Regiesseur Johann Kresnik inszeniert im Bremer Güterbahnhof Stück nach Kafkas »Amerika«


Von Sabine Komm
Bremen (dpa). Schauspieler und Statisten rennen in Bremens altem Güterbahnhof von Szene zu Szene. 170 Meter lang sind die Bahnsteige. Mittendrin steht Regisseur Johann Kresnik und dirigiert sein Team. Andreas Seifert in der Rolle des Auswanderers Karl lässt er laufen, straucheln, verzweifeln. Für eine Liebesszene muss der Schauspieler über Autoreifen in eine Badewanne klettern.
Die Proben für das Theaterstück »Amerika« nach Kafkas gleichnamigem Auswanderer-Roman haben begonnen. Uraufführung wird am 14. April sein. Kresnik setzt auch diesmal auf politisches Theater an einem ungewöhnlichen Spielort. Vor zwei Jahren hatte seine Inszenierung der »Zehn Gebote« in einer Bremer Kirche wegen einer Nacktszene nicht nur in der Hansestadt für reichlich Aufregung gesorgt.

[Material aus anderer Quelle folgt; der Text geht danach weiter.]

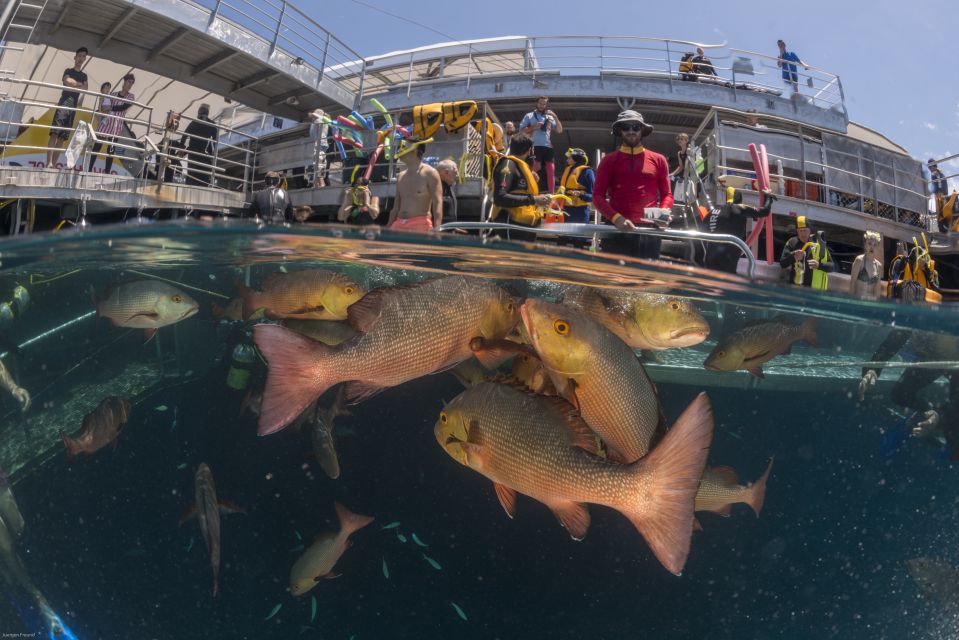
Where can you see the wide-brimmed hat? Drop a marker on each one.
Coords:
(632, 116)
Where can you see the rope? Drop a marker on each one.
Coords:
(180, 284)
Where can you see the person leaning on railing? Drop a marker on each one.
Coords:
(628, 181)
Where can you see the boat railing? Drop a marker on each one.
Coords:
(144, 147)
(830, 176)
(282, 26)
(601, 230)
(536, 57)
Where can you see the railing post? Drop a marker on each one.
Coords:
(279, 25)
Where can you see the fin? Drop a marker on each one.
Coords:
(296, 377)
(357, 391)
(507, 498)
(363, 314)
(757, 491)
(725, 475)
(227, 507)
(574, 517)
(349, 521)
(189, 513)
(666, 482)
(757, 371)
(73, 448)
(809, 331)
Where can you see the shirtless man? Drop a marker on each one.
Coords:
(418, 193)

Der Güterbahnhof sei allein schon aus akustischen Gründen ein schwieriger Spielort, sagt der 67-jährige Österreicher während der Proben. Gleichzeitig passe der Raum perfekt zum Aufbruch und Scheitern von Karl. Wie die damaligen Auswanderer sind jetzt auch die Schauspieler des Bremer Theaters in der gigantischen Halle ständig in Bewegung. Auf den Bahnsteigen laufen sie zu den Bühnen, um zwischen Schlachtvieh, Betonmischern und der Freiheitsstatue aufzutreten.
Nacktheit als Sinnbild für Ausbeutung und Armut werde auch in dieser Inszenierung eine Rolle spielen, kündigt der Regisseur an. Denn in Deutschland würden bald Verhältnisse wie in Brasilien und Mexiko herrschen. »Auch bei uns gibt es inzwischen Menschen, die nichts mehr bedeuten und nichts mehr haben als ihren Körper.« Statistin Anita Matt, die in den »Zehn Geboten« eine der nackten Näherinnen gespielt hat, ist wieder dabei. Man müsse sich überwinden, sagt sie. Aber wenn es Sinn mache, finde sie das gut.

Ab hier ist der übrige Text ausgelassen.